How Can Storytellers Survive Filmmaking Apocalypse?
To survive the Corporate Zombie Apocalypse, whether in a cubicle or on an indie set, the rules are the same:
- Keep Moving: Stay adaptable. Keep learning, evolving, and embracing chaos—or obsolescence will find you.
- Find a Tribe: Creativity is survival. Build a loyal team of collaborators who lift you up and share your vision.
- Stay Human: Zombies aren’t creative—they consume creativity. Our messy, beautiful humanity is our only defense. We can’t wait for the studio or the system to save us—the system is already decomposing.
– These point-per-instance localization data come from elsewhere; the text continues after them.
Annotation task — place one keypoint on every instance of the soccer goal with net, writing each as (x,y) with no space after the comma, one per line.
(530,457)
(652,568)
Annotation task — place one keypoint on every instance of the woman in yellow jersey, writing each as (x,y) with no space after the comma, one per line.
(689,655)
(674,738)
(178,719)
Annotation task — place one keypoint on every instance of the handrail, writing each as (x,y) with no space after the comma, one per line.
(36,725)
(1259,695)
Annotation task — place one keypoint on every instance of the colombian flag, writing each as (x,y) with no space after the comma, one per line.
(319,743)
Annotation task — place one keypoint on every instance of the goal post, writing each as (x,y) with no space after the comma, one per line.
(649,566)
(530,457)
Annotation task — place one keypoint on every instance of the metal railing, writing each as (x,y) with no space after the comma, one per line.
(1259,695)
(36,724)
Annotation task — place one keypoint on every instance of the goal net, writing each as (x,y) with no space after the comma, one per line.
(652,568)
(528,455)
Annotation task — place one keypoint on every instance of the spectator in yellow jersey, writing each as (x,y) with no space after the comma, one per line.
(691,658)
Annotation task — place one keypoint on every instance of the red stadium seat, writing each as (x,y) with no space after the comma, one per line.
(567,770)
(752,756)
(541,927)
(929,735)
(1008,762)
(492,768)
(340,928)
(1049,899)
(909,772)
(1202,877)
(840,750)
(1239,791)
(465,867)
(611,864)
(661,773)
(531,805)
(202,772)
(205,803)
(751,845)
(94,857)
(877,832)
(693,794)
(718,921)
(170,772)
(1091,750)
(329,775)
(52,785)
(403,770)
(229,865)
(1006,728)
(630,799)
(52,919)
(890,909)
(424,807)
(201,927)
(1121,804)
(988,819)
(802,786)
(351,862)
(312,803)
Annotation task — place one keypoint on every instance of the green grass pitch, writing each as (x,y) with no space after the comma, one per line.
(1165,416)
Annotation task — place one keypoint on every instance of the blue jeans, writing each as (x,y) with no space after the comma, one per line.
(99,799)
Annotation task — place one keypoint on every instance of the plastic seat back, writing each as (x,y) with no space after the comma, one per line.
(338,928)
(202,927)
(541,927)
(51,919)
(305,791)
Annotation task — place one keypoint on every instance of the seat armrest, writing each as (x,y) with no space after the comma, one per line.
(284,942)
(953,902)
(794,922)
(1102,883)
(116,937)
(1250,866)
In essence, we must master every piece of the creative process, from script to digital distribution. If we don’t evolve, the curtain won’t fall with a scream, but with the cold, hollow silence of corporate takeover. The ability to imagine and tell stories helps keep us conscious, creative, and human, no matter how the tools we use evolve. It is when we stop doing this altogether—when we allow the tools to replace the imagination, rather than serve it—that we become one of the living dead.
So go forth and start your evolution. Your next nightmare—and your professional survival—depends on it. Remember, it’s always better to control your story than be consumed by it.